In the popular culture, the most famous are Navajo code talkers, specially recruited and prepared by the US Army Marine Corps for fighting against Japan in the Pacific theater of operations during World War II and they were numerically superior to the rest of the cryptographers. Also, known code talkers are from the Native American tribes of the Cherokee and other tribes.
Their achievements were recognized due to the fact that there were almost no cases of message security being breached. Thus, the idea matured by implementing the encryption approach by actively recruiting new Navajo and other Native American tribe members. There was some form of discrimination and non-acceptance among white Americans, but the overall high value of code talkers was realized. The code was mostly based on 411 Navajo language words, which allowed to code important messages, for example, the word “toh-dine-ih” meant sea force or ships.

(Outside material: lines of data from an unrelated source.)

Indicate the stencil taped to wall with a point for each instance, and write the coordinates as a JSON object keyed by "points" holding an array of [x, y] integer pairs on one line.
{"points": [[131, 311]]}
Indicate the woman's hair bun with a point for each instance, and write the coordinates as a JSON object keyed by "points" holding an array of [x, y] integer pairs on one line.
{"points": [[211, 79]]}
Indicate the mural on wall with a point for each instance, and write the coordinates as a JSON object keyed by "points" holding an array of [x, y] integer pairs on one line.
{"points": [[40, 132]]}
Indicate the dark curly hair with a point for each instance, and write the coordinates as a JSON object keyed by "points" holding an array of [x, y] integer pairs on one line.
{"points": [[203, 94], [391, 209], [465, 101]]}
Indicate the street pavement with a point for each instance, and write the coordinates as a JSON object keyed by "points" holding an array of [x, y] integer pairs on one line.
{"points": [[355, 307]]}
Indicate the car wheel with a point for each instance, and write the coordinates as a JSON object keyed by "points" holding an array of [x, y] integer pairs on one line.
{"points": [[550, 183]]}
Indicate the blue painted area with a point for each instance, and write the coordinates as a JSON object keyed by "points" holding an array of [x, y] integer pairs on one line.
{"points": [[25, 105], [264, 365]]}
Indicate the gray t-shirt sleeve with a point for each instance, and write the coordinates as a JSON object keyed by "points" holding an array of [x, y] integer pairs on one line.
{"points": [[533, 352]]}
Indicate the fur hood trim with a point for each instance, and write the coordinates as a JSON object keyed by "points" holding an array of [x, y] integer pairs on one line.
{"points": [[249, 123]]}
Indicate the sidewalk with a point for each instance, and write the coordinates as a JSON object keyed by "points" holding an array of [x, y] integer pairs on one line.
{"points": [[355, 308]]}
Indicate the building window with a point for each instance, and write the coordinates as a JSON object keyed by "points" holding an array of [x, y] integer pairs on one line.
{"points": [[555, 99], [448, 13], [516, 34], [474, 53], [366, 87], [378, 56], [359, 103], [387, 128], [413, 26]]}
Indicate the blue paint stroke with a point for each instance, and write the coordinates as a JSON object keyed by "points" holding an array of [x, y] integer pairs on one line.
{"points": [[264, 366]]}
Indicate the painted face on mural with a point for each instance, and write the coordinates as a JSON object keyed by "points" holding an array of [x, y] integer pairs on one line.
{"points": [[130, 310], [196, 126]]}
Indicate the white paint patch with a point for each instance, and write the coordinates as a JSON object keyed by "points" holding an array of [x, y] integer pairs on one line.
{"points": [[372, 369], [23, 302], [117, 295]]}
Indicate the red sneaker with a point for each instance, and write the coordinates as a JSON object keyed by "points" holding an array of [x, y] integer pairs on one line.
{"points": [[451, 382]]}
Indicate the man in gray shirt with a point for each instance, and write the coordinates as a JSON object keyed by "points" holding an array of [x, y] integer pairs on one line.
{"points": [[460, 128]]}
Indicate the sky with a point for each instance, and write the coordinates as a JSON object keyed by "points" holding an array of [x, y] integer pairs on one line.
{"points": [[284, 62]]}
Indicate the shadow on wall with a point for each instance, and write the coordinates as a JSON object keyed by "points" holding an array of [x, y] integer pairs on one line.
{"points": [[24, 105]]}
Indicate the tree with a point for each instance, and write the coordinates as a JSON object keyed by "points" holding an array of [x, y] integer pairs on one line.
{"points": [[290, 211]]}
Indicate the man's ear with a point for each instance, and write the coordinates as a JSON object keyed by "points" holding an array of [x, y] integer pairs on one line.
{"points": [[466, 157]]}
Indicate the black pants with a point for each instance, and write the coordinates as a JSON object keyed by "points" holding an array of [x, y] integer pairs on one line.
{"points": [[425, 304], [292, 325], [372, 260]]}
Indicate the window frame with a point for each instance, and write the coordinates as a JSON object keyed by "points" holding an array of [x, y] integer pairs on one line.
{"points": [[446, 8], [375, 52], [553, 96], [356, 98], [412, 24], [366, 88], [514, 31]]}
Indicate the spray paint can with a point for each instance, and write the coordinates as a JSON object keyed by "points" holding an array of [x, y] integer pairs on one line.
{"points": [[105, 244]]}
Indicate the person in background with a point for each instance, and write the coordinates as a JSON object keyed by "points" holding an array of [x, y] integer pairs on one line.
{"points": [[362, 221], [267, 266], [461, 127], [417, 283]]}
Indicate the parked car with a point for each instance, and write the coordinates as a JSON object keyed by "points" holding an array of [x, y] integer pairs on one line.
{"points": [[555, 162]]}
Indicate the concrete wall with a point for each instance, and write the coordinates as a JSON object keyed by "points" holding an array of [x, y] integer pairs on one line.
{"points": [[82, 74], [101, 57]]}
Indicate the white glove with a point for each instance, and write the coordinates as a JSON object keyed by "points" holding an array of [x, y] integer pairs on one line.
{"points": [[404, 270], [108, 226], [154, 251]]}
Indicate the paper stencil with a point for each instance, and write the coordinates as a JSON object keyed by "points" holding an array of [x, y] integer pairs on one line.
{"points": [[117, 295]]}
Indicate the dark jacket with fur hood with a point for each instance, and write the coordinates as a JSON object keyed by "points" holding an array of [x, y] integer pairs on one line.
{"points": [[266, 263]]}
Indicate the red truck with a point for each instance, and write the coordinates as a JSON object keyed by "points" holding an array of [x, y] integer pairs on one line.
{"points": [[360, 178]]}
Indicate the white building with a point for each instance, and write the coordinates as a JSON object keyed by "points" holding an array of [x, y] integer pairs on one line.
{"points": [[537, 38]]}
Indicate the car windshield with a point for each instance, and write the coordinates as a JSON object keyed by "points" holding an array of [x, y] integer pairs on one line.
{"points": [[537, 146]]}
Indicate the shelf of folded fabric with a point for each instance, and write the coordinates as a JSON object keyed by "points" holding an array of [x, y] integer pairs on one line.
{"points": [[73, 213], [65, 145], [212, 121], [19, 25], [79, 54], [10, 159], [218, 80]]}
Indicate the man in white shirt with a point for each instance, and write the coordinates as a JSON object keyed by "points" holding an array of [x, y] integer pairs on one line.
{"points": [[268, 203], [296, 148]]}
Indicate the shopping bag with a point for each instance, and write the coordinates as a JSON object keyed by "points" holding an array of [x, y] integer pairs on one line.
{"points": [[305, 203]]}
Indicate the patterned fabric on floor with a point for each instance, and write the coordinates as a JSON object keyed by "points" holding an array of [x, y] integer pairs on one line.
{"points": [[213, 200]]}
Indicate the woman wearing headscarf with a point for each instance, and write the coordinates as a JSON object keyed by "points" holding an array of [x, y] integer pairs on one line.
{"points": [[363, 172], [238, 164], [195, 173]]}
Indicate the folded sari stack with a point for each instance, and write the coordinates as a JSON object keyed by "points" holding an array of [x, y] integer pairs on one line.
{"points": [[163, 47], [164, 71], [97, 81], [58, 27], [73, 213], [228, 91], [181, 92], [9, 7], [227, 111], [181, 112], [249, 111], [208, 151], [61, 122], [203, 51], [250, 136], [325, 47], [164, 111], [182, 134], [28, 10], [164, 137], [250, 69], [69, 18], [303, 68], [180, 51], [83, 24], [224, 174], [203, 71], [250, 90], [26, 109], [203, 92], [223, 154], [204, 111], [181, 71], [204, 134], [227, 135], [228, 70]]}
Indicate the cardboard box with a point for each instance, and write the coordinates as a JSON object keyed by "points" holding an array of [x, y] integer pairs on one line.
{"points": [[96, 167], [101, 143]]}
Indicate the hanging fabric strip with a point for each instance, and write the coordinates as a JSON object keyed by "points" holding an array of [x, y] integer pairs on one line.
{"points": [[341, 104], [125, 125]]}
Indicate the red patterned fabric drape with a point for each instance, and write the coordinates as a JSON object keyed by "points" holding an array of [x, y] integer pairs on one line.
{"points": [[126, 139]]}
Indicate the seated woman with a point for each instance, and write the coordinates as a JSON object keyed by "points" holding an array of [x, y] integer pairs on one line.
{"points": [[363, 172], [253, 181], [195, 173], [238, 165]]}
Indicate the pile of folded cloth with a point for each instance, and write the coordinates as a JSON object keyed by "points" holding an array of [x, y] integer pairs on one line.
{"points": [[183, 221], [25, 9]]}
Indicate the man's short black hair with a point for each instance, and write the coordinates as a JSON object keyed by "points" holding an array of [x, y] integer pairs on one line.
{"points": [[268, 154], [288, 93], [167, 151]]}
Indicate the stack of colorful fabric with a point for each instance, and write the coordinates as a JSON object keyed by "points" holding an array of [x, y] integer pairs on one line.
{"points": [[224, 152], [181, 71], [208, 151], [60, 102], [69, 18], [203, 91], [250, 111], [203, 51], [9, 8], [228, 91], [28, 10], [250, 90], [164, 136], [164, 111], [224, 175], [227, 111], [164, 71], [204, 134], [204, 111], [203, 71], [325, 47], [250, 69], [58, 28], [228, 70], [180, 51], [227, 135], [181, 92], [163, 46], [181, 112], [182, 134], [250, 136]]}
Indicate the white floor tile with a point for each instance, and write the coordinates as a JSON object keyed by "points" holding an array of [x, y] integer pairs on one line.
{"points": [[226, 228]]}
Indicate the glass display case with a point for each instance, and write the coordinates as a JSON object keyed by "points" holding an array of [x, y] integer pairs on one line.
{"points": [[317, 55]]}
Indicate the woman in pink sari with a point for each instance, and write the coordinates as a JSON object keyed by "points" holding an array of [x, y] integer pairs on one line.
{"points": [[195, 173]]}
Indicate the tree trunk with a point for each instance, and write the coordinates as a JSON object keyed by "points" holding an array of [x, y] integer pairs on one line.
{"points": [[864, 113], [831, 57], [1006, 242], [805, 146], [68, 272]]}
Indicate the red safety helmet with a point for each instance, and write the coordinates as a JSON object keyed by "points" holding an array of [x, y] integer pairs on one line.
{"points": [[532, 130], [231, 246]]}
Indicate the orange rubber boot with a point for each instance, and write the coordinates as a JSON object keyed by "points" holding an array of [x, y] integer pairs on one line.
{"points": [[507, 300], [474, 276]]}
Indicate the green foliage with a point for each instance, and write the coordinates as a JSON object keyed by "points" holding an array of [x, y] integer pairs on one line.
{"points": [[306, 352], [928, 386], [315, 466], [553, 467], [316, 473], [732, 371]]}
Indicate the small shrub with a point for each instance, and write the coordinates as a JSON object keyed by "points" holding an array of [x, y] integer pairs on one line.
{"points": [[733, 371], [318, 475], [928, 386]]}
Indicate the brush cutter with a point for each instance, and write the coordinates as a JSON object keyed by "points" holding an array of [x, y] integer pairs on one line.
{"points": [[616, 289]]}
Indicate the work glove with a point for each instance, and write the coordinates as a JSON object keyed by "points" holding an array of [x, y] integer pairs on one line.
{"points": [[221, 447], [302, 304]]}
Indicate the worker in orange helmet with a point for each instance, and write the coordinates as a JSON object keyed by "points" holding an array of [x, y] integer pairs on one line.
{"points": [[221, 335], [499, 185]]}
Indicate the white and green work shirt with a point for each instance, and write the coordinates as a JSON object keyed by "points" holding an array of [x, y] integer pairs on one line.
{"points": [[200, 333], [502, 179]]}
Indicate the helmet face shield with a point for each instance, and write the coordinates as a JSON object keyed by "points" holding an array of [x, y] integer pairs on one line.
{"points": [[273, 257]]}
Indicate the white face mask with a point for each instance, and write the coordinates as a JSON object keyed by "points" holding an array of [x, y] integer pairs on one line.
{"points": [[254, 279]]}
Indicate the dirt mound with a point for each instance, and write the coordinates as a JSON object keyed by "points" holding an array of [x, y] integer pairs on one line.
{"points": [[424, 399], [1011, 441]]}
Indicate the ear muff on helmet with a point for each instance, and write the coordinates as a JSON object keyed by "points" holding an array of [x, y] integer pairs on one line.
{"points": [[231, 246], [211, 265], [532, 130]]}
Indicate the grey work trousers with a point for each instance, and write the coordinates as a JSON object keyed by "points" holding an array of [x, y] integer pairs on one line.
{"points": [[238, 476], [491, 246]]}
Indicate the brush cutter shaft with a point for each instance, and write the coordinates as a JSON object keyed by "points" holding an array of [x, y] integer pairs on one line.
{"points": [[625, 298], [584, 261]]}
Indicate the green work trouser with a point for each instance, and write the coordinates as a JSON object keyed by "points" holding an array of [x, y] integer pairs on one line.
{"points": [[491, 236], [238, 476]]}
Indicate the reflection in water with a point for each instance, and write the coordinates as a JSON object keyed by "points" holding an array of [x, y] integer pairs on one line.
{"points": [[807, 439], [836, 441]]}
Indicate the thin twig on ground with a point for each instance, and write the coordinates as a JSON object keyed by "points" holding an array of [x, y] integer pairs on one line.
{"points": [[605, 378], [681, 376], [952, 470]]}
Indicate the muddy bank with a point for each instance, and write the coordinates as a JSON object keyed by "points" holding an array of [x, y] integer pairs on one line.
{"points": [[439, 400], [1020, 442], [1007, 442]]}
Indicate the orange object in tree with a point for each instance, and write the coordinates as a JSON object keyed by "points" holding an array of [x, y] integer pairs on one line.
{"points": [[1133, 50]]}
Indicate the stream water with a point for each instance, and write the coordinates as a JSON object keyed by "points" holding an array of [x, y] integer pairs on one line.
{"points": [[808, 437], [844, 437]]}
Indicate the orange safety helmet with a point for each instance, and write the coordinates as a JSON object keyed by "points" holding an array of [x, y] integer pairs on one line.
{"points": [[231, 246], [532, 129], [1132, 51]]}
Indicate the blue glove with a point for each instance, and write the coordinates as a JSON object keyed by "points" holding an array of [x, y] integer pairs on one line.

In 1932, 15 Navajo men were responsible for their first success as code talkers and there are no recorded cases of major failures. Navajos were especially distinguished, of which it is most known and written and the language of which German and Japanese cryptographers could not decrypt at all. The idea of using the Navajo language was proposed by Philip Johnson, the son of a missionary who lived in Navajo. The language was extraordinarily complex, and, most importantly, it did not have a written language. The difficulty was the lack of necessary words in the Navajo language that had to be invented.
Navajo radio operators were first used at the end of 1942 on Guadalcanal, and later there were Okinawa and Iwo Jima. If it weren’t for the Navajo, the Americans would never have taken Iwo Jima and the detachments had 6 Navajo radio operators who worked around the clock in the first two days of the battle, sending and receiving more than 800 messages without a single mistake. Native Indians were among those who hoisted the flag of victory over Iwo Jima. Indians in their inclinations, cultural characteristics and in the light of the current historical situation are called upon to fight.
This is their special, distinctive quality and it is not some form of uniqueness because similar cases in history are known, for example, Spartans, Romans, Germans and many other peoples at certain stages in the development of their history. The participation of Indians in the wars of the XX century is due to a complex set of reasons – traditional cultural motives, such as the culture of war, the cultural influence of Europeans, economic factors, and primordial patriotism.
Thus, the American war effort was significantly boosted by the code talkers, because the training did not require a lot of time and resources due to Navajo men being already capable of speaking in their language. Encryption leaders view these first steps of encryption as an origin the entire field, where the basic idea of coding the message in secure manner was manifested.